During the videotaped meeting, Code told the FBI agents that Oregon offered Bowen an "astronomical" amount of money to sign there.
"I said, 'He is not going to Oregon. Wait a minute, let me work the phones; we'll get something done,'" Code said.
Bowen committed to Louisville on June 4, 2017.
"It got done in what, two or three days? It was very simple," Code told the agents. "Everybody won."
In a statement issued Tuesday night, the University of Oregon said it had not been contacted by the federal government or any other party involved in the proceedings but that it took the claim seriously and would monitor the trial for any other details.
The school expanded upon its statement Thursday, saying it had spoken with members of the men's basketball coaching staff and found no evidence of a payment offer to Bowen.
The elder Bowen is expected to testify at the trial as early as Thursday.
Code and Dawkins told the FBI agents that then-Cardinals coach Rick Pitino didn't know all of the details about the pay-for-play scheme involving Bowen.

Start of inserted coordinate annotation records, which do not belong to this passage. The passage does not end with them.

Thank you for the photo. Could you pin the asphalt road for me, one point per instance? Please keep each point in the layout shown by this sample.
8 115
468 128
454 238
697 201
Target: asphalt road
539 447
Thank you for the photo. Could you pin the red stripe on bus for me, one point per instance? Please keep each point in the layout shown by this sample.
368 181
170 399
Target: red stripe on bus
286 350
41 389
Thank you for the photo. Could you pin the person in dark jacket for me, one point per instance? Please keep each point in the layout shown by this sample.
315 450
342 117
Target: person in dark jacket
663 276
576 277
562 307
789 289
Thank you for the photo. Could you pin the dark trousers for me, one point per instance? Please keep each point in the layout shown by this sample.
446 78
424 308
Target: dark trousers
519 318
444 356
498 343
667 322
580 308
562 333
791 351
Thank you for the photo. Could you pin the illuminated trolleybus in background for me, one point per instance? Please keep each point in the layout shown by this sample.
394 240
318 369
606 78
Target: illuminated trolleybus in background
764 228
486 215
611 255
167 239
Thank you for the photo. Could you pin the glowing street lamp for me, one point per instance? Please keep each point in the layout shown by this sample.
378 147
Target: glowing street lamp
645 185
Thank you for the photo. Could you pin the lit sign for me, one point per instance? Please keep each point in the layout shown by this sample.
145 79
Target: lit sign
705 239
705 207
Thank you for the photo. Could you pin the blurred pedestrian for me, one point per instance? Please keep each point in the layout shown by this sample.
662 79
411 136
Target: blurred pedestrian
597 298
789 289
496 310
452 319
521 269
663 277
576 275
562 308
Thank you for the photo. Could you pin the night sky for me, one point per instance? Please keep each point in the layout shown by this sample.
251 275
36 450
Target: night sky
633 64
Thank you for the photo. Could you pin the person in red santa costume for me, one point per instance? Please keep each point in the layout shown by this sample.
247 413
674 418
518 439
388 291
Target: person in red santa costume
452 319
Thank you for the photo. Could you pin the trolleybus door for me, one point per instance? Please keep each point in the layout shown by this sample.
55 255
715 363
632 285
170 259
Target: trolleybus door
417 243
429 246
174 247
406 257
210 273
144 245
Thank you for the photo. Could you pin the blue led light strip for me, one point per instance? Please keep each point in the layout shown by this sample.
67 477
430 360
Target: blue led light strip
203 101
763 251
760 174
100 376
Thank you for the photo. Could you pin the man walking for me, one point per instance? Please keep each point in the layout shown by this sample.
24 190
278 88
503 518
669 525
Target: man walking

"If you ask Rick Pitino if he knows what happened [with Bowen], he'd say he doesn't know," Code said. "He probably doesn't."
Dawkins replied: "He does know some. He doesn't know everything ... plausible deniability."
During Sood's testimony, assistant U.S. attorney Noah Solowiejczyk asked him if he believed Pitino was aware of the plan to pay Bowen's father.
"I believe he knew something, but not everything," Sood said.